Les millions manquants de l’aide au développement française

Le budget français dédié à la solidarité internationale devrait augmenter de 500 millions d’euros au cours des trois prochaines années. Le gouvernement évalue à pourtant à 6,4 milliards les besoins d’ici 2022.

L’aide française va augmenter cette année de 100 millions d’euros.
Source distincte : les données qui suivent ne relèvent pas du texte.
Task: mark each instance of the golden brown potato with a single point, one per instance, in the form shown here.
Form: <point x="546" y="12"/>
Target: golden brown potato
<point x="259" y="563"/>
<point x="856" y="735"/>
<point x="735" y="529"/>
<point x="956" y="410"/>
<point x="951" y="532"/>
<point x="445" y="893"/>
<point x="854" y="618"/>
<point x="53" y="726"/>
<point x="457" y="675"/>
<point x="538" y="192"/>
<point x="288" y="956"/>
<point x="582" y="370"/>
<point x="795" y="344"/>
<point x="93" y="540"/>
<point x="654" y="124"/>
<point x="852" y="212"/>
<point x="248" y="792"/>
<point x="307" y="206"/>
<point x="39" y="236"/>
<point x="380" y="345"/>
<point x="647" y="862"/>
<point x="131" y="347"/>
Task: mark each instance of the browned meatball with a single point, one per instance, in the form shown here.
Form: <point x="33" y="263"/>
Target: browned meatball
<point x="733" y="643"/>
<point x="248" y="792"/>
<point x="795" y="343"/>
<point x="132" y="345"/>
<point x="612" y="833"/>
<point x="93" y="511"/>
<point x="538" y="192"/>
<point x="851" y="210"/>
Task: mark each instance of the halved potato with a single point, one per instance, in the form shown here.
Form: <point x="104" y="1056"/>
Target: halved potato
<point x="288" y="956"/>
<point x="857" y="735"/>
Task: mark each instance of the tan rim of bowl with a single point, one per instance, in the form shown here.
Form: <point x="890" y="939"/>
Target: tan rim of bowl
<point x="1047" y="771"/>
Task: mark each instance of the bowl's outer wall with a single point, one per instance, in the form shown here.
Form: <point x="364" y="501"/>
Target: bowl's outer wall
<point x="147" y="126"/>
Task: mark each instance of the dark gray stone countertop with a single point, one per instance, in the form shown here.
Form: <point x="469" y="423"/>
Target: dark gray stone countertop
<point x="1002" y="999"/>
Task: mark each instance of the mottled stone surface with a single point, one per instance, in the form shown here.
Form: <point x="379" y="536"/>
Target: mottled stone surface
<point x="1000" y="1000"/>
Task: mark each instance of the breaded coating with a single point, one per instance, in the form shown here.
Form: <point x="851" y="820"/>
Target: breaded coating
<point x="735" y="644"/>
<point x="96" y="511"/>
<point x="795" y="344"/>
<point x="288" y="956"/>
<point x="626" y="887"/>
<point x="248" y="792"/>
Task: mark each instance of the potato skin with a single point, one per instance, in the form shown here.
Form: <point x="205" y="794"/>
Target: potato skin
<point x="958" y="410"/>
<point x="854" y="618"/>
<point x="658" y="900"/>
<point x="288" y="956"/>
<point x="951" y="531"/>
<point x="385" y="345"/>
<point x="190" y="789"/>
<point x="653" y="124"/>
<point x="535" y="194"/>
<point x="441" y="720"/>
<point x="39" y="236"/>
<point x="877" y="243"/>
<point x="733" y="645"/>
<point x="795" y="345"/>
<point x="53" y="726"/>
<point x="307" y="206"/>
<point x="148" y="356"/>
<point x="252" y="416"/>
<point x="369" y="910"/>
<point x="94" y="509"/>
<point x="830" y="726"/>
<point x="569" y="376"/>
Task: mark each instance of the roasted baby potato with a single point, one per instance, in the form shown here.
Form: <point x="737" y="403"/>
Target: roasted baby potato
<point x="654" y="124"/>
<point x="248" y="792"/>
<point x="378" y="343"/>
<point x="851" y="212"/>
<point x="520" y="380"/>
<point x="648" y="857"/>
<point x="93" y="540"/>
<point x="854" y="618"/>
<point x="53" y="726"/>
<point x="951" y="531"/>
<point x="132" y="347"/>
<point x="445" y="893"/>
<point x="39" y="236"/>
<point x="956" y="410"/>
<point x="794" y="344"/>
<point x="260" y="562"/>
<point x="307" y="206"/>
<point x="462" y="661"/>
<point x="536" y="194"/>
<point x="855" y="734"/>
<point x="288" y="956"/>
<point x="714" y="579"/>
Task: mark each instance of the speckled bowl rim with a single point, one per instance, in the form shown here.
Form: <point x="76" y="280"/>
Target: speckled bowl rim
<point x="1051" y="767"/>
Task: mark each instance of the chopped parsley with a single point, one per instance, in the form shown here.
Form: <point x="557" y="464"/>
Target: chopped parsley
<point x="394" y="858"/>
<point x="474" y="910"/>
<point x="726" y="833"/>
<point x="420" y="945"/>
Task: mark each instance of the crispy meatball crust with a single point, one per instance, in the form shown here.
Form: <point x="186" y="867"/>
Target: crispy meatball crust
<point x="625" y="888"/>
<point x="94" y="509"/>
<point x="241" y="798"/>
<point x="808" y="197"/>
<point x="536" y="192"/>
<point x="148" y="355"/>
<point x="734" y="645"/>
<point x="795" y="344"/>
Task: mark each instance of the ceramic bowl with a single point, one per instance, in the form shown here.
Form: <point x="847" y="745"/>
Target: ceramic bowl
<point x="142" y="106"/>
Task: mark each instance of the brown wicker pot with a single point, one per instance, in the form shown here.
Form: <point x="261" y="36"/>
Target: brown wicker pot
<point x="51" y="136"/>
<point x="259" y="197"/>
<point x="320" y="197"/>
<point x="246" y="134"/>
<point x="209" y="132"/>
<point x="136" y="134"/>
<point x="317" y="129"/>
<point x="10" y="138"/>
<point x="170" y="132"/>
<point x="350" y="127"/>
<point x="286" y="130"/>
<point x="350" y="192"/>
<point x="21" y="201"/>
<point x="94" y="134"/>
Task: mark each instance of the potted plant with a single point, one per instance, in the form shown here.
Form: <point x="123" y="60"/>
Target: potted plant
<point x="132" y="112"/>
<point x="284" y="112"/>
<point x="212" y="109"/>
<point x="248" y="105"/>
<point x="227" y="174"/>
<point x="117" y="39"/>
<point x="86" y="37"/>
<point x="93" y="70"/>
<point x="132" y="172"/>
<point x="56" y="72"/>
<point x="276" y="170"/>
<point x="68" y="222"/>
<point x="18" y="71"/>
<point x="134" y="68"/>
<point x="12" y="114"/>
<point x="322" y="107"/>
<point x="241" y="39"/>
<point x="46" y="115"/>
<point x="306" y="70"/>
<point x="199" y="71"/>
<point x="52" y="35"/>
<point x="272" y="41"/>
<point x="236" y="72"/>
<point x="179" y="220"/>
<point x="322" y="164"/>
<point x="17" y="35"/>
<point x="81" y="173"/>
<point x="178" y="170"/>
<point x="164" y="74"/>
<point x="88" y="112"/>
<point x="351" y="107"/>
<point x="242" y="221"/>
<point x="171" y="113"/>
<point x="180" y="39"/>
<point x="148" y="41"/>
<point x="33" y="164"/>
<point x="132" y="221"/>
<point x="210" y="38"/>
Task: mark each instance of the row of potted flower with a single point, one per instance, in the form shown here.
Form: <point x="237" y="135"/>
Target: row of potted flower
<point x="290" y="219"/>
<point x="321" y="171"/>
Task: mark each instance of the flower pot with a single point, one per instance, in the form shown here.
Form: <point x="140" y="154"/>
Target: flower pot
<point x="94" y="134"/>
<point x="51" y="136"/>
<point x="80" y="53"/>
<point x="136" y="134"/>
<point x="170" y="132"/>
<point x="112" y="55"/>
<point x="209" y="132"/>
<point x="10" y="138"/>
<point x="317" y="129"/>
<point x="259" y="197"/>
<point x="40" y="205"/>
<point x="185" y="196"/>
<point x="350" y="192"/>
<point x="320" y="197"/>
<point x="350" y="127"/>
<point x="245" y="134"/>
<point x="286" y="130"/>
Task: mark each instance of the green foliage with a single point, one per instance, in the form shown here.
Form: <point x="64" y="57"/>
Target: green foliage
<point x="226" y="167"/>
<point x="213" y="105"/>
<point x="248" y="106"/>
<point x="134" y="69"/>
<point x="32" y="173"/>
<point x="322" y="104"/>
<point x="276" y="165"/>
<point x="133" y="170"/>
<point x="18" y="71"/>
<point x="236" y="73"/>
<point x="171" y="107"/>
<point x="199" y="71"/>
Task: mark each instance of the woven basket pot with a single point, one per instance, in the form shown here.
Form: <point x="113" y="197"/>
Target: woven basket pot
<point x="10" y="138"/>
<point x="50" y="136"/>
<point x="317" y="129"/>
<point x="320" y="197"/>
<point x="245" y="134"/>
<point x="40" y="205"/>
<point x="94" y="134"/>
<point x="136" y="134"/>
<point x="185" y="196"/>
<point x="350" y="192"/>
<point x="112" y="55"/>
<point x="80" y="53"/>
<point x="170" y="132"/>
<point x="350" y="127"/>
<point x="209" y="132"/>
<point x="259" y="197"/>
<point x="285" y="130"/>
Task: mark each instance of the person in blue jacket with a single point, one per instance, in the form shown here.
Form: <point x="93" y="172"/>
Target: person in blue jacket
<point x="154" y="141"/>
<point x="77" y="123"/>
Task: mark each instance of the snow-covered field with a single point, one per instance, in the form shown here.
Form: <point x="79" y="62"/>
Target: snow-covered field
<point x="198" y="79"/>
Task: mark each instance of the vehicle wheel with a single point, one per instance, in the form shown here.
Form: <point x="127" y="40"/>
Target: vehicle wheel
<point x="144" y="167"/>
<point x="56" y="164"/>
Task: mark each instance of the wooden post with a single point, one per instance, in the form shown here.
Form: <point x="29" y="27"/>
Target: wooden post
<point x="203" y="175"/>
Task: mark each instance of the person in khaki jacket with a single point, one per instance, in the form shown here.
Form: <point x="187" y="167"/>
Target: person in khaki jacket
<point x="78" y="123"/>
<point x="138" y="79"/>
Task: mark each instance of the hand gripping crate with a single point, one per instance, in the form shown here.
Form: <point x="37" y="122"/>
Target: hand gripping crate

Le budget français consacré à la solidarité internationale proposé par le gouvernement et discuté par les députés a entériné une légère hausse des crédits budgétaires consacrés à l’aide au développement de l’Hexagone, qui s’élèvent à 2,7 milliards d’euros pour l’année 2018.

Cette hausse timide a été votée par l’Assemblée nationale le 10 novembre, et doit maintenant être discutée au Sénat. Pour 2019 et 2020, le gouvernement table également sur des augmentations modestes, de 100 millions d’euros et 300 millions d’euros.

Objectifs internationaux 

Au cours du quinquennat de François Hollande, l’aide française aux pays en développement a reculé de manière conséquente, passant de 0,42% du revenu national brut (RNB) à 0,38% en 2016. Dans la foulée de son élection, Emmanuel Macron avait promis à plusieurs reprises de remettre la France sur la route de ses engagements internationaux en la matière.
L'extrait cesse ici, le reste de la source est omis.